Od stycznia do listopada Straż Graniczna raportowała niemal 30 tys. prób nielegalnego przekroczenia granicy. W ubiegłym roku takich prób było 26 tys., a w 2022 r. – 15,6 tys., a w 2021 r. - 40 tys.
Statystyki pokazują, że presja migracyjna na granicy polsko-białoruskiej zwiększa się wiosną, a maleje zimą, dlatego wdrożenie wspomnianych przepisów miałoby nastąpić w marcu przyszłego roku.
Nowe polskie prawo odstraszy nielegalnych imigrantów?
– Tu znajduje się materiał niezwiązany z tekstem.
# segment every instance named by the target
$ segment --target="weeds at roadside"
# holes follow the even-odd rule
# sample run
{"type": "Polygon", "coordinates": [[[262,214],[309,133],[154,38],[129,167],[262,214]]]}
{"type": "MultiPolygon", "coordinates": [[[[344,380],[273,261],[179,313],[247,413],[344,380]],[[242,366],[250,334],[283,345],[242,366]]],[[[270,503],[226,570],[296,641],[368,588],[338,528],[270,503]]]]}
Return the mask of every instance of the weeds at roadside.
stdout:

Jak wynika z zapisów projektu, czasowe zawieszenie prawa do azylu będzie możliwe w przypadku "poważnego i rzeczywistego zagrożenia dla bezpieczeństwa państwa lub społeczeństwa", a rząd będzie mógł na wniosek szefa MSWiA wprowadzić je na okres 60 dni, potem za zgodą Sejmu będzie dopuszczalne jego przedłużanie.
W zamyśle możliwość zawieszenia prawa do azylu ma stanowić funkcję odstraszającą oraz zmniejszyć presję migracyjną na granicy polsko-białoruskiej.
Nowe uprawnienia dla urzędników
Jak podaje "Rzeczpospolita", projekt zakłada nowe uprawnienie dla szefa Urzędu do Spraw Cudzoziemców, który będzie miał "uznaniową możliwość" pozostawienia wniosku o udzielenie ochrony międzynarodowej bez rozpoznania, jeśli wniosek został złożony przez osobę zatrzymaną po nielegalnym przekroczeniu granicy.
Wyjątkiem mają być osoby, które przybyły bezpośrednio z kraju, gdzie zagrażają im prześladowania lub przedstawiły wiarygodne przyczyny nielegalnego wjazdu do kraju.
Kwestia małoletnich i kobiet w ciąży
Kolejny wyjątek to małoletni bez opieki, kobiety w ciąży oraz osoby wymagające szczególnego traktowania. O jego zastosowaniu będzie decydowała Straż Graniczna. Funkcjonariusze nie będą mogli jednak zastosować, jeżeli przekroczenie granicy odbyło się "z użyciem siły i we współdziałaniu z innymi osobami".